Miles William Giffard (18 December 1925 – 24 February 1953) was an English cricketer and convicted murderer. He played cricket five times for the Cornwall County Cricket Club in the 1948 Minor Counties Championship. He was later executed for the murder of his parents.

==Education==
Giffard was born in 1925, and educated at Rugby School in Rugby in Warwickshire and at Blundell's School in Tiverton.

==Cricket==
Miles Giffard played cricket for the Cornwall County Cricket Club in the 1948 Minor Counties Championship, playing against Devon at St Clare Ground in Penzance on 16 July 1948 and Surrey Second XI at Kennington Oval on 4 and 5 August 1948.

==Crime==
By the age of 14 Giffard was being seen by a psychiatrist who was concerned at his mental deterioration.

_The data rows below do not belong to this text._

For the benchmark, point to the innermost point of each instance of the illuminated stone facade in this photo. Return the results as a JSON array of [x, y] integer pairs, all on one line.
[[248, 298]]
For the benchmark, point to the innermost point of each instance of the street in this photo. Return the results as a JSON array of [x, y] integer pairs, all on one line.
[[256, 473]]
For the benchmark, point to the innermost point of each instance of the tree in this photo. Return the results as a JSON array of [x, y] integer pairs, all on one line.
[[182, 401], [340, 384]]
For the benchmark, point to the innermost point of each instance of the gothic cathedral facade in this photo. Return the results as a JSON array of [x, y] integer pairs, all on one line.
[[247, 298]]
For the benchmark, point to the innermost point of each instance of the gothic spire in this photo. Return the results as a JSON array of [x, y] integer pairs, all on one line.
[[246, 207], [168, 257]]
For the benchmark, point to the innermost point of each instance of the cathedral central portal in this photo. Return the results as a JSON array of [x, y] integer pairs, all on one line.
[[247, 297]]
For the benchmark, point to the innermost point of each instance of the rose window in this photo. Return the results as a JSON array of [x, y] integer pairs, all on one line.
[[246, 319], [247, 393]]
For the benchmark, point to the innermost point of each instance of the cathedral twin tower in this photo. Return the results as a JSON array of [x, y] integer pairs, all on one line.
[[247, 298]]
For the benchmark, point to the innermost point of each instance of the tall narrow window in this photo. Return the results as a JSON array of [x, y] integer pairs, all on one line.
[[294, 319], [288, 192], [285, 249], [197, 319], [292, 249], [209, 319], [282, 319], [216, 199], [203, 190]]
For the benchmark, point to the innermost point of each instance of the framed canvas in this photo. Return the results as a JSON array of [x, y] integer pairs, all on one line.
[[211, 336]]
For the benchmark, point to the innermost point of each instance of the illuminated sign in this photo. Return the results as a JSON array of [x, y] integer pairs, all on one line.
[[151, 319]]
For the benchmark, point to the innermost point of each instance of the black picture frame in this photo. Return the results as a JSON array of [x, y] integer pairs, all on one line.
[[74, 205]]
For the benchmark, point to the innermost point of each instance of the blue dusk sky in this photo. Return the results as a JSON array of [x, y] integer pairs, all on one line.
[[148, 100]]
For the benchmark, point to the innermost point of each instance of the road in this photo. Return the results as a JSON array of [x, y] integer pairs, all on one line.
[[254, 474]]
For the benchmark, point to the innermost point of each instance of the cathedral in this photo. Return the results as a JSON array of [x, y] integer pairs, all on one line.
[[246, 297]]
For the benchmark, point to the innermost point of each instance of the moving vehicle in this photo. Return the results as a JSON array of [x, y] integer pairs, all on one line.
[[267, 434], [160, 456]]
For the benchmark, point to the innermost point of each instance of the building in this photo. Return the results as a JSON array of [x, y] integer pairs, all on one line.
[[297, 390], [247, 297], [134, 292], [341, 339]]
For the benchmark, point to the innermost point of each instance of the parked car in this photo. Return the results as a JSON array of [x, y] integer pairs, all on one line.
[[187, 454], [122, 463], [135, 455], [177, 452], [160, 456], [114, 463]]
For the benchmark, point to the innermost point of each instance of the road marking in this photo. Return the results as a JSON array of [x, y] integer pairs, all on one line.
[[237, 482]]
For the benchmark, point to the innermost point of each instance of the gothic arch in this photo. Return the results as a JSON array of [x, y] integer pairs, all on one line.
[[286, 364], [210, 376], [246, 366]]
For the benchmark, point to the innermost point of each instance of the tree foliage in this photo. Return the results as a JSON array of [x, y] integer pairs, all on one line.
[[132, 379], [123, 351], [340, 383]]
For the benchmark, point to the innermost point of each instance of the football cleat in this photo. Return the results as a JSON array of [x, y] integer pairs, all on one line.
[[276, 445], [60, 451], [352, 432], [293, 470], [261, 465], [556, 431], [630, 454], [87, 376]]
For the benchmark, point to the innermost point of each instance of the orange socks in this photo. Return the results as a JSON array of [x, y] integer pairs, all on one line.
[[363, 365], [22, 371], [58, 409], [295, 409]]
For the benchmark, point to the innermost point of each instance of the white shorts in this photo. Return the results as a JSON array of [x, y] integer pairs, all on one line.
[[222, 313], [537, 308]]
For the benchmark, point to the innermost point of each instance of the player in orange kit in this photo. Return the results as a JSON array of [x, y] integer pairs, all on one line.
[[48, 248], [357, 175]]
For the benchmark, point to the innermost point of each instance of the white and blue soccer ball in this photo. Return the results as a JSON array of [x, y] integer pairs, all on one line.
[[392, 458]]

By the time Miles was 26 he was in the words of his doctor, an 'idle little waster' who, despite being given every opportunity, had been unable to hold a steady job. Miles’ parents were busy and well respected people in St Austell, his father Charles being a solicitor and clerk of the court to St. Austell magistrates and his mother Elizabeth was vice chairman of the St Austell Conservative Association and President of the Conservative Women's Association.

It is reported that:
"Miles hated his father and in return his father never missed an opportunity to put him down. "
"In 1952 he met a girl that he liked and he soon developed a serious relationship with her. Gabrielle Vallance was 19 years old and lived in London. His parents however did not like her and told him that he had to give her up. In one of the letters he wrote to the girl he said, 'Short of doing him in, I see no future in the world at all.' "
"On 7 November he asked his father if he could borrow the car but his father said no. That afternoon his parents went out and Miles stayed at home brooding and getting drunk. By the time his parents returned about 7.30pm Miles had decided what to do. He went down to the garage and using a piece of lead pipe he beat his father to death. Taking the same piece of pipe into the house he then went into the kitchen and bludgeoned his mother to death. He took the bodies and tipped them over the cliff at the end of the garden and then got in the car and drove to see his girlfriend in London. "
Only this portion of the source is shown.